In a letter to John Glavas Site Director, Quebec Operations GSK Biologicals, North America, the FDA raised concerns that related to bacterial contamination problems that were ongoing and may date back to 2011. Moreover, the FDA raised concerns about the purified water system at the plant.
The FDA also noted that since 2011 a total of 60 lots of vaccine from the plant have been rejected due to endotoxin levels that are over a pre-specified limit. Endotoxins are created by bacteria.
Glaxo manufactures roughly half of Canada’s seasonal flu vaccine order and has the country’s pandemic flu vaccine contract.
Health Canada carried out its own inspection of the plant but, according to The Toronto Star, are refusing to release its findings,
“Health Canada seems to be prioritizing what the companies claim is confidential business information over patient safety and that really isn't acceptable,” said Dr. Joel Lexchin, a health policy professor at York University and drug safety expert.
Health Canada refused to release the eight-page report in an emailed response. The agency said the inspection found no “critical risks” and the factory was given a “compliant” rating, but that it documented problems with contamination levels.
Great line, “Health Canada seems to be prioritizing what the companies claim is confidential business information"
So, if there is information that could be potentially damaging Glaxo scream, "Hey that's confidential business information".
Back in April the FDA sent GlaxoSmithKline a warning letter listing a series of violations regarding one of their plants in Ireland.

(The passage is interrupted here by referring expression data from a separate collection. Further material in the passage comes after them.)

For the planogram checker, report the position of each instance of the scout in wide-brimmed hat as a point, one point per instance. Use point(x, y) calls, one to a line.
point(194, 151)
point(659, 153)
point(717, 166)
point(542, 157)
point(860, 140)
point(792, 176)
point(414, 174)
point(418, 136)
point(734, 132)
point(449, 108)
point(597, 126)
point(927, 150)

The plant, located at Currabinny, Carrigaline, Cork, Ireland, had been inspected by FDA officials back in October 2013 and it was found that batches of paroxetine [Known by it's brand names of Paxil, Seroxat and Aropax] had become contaminated with material from Glaxo's waste tank, which contained APIs [Active Pharmaceutical Ingredients], intermediates, and solvents.
A month later the Brazilian drug regulatory agency, ANVISA, sent Glaxo a warning letter stating that batches of Paxil may have been manufactured with the use of active ingredient in the presence of residues. As a result, the sale of Paxil was temporarily suspended.
Furthermore, in 2010 Glaxo were fined $750 million for failing to meet government standards for their drugs that were being manufactured at their Cidra plant in Puerto Rico. Violations that included...
- Antidepressants containing different dosage strengths.
- Heart medication containing different strengths.
- A diabetes medication with a defect.
- A children's ointment that was contaminated with a microorganism associated with bacteranemia, urinary tract infections, meningitis, wound infection, and peritonitis.
- And a injectable drug used to treat nausea and vomiting in patients undergoing chemotherapy that was contaminated with micro-organisms.
Maybe they should start by reassuring consumers that there are no contaminated medicines leaving their plants!